●たまたま読んだ日経新聞の記事にこんなものがありました。「市制返上で「夕張町」の手も」(窮迫地方財政)」です。岩手県に、人口5万人を超える村があり、市にはならないというもの。市になると、福祉事務所の設置など様々な事務処理が義務づけられるが、村なら県の事務としてやってももらえるので、市には昇格しないとしないというポリシーとのこと。
●内容は、夕張市も例えば、市制を返上して身の丈にあった行政事務を取り扱うようスリム化するのも一つの手段ではないかというものでした。「なるほどな」と思いつつ、市町村制度の欠陥でもあるのかなと思ったりもしました。一旦「市」になってしまうと、様々な事務を処理する必要に迫られますが、市民にとっては、身近な「市」が市民ニーズに合わせて行政を行ってもらえれば、それはプラスと言えます。ただし、それは、本来の「市」という規模があってこそのもの。人口が減り実質的に「市」とはいえない規模になってしまった自治体が「市」として行政を行えば、大なり小なり歪みは生ずるもの。今までは、それを交付税が補ってきました。
●三位一体改革で、一気のこの欠陥が吹き出したと言っても良いでしょうね。その意味で、三位一体改革は、ハードランディング路線だとも言えるでしょう。
●三位一体改革を進める過程では、このようなことは起こりうる訳で、自治体の破綻法制を含めた地方自治制度改革は、本来、三位一体改革と併行して進めるべきだったんだと思います。
●さて、その人口5万人を超える「村」とは、滝沢村です。
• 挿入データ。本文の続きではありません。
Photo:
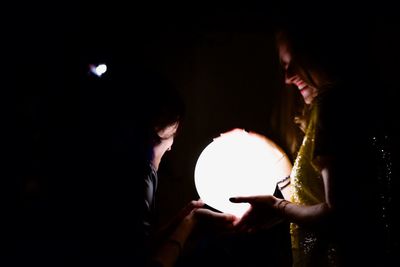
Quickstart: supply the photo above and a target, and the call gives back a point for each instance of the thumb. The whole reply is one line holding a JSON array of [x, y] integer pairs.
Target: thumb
[[240, 199]]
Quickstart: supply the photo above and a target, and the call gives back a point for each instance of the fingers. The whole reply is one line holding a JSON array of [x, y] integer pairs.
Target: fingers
[[241, 199]]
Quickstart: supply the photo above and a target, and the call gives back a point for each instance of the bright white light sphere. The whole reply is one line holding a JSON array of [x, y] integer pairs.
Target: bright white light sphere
[[239, 163]]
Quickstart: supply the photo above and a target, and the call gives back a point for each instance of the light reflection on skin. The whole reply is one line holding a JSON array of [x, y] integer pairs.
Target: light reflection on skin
[[295, 75], [167, 136]]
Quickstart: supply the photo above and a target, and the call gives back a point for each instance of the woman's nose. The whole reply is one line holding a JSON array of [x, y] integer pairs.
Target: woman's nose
[[289, 75], [288, 78]]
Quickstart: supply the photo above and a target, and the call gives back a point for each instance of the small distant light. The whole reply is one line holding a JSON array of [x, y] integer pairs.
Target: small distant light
[[98, 69]]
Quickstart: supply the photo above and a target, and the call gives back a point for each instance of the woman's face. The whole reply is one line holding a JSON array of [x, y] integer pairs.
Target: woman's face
[[296, 75]]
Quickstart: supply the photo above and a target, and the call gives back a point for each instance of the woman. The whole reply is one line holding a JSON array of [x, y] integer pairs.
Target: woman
[[333, 197]]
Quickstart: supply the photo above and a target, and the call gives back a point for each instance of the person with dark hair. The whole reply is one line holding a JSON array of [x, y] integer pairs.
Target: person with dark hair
[[337, 197], [96, 204], [140, 138]]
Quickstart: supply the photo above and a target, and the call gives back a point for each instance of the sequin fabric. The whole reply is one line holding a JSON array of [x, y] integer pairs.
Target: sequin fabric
[[382, 155], [309, 247]]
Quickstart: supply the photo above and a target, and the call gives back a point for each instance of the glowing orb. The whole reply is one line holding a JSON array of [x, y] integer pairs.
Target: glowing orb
[[239, 163], [99, 69]]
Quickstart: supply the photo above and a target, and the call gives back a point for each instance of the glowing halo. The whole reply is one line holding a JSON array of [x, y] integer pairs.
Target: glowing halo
[[239, 163]]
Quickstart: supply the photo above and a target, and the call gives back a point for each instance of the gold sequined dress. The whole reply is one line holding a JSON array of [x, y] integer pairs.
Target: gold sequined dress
[[309, 246]]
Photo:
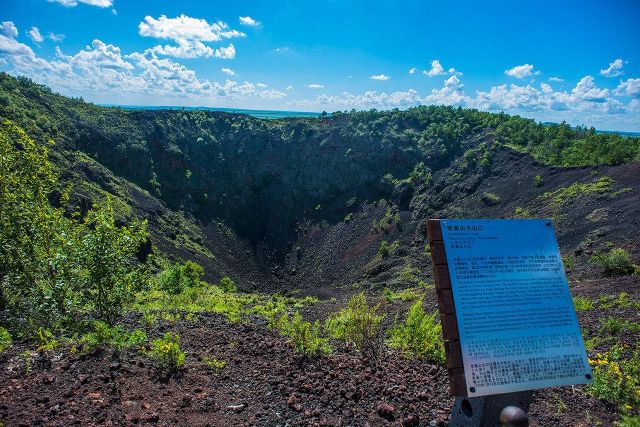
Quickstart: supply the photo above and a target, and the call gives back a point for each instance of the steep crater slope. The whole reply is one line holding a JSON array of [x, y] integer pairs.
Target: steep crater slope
[[307, 203]]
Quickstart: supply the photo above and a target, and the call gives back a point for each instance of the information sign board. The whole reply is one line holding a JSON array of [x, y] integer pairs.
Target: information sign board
[[516, 323]]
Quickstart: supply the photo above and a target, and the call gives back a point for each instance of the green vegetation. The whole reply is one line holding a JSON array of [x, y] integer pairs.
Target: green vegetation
[[227, 285], [617, 379], [57, 268], [5, 339], [385, 249], [491, 199], [214, 364], [166, 351], [356, 324], [616, 262], [116, 337], [582, 304], [522, 213], [385, 223], [420, 335], [177, 278], [602, 186], [305, 336]]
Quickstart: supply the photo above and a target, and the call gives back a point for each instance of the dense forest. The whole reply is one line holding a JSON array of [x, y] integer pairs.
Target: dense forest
[[119, 225]]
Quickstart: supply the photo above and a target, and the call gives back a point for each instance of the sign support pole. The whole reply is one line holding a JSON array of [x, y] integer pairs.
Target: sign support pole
[[499, 410]]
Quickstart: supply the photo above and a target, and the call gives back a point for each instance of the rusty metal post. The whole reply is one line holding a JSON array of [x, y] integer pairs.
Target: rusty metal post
[[499, 410]]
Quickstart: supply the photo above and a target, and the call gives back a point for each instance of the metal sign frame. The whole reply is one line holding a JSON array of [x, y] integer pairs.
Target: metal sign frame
[[541, 231]]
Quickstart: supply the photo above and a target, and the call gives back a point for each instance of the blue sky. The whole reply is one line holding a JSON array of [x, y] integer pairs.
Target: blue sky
[[577, 61]]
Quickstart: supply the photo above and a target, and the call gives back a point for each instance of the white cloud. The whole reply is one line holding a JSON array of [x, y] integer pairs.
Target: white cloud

村のホームページを見ると、村の「行政経営理念」や「村政経営に係る村長方針の展開」を定め、行政には珍しく、マネジメント意識の高い自治体のようです。
●今回、市制に移行しないのも、「分権の時代にそぐわないが、財政面での国の締め付けが厳しいから」と村長は語っています。この辺が「県」、「市」、「町」、「村」という現在の画一的な地方自治制度の問題点のようです。住民自治の観点から住民がどのようなレベルの行政水準を望むか、それに合わせた自治体経営が行うことができるようにしても良いのかもしれません。
●道州制も新たな自治行政の枠組みという意味では同様だと思います。
●さて、高橋知事も22日の記者会見で財政危機を迎えている歌志内市などについて、「市から町になることも検討の余地あり」とのコメントを残しています。今後、この問題がどんな展開をしていくか見守りたいと思います。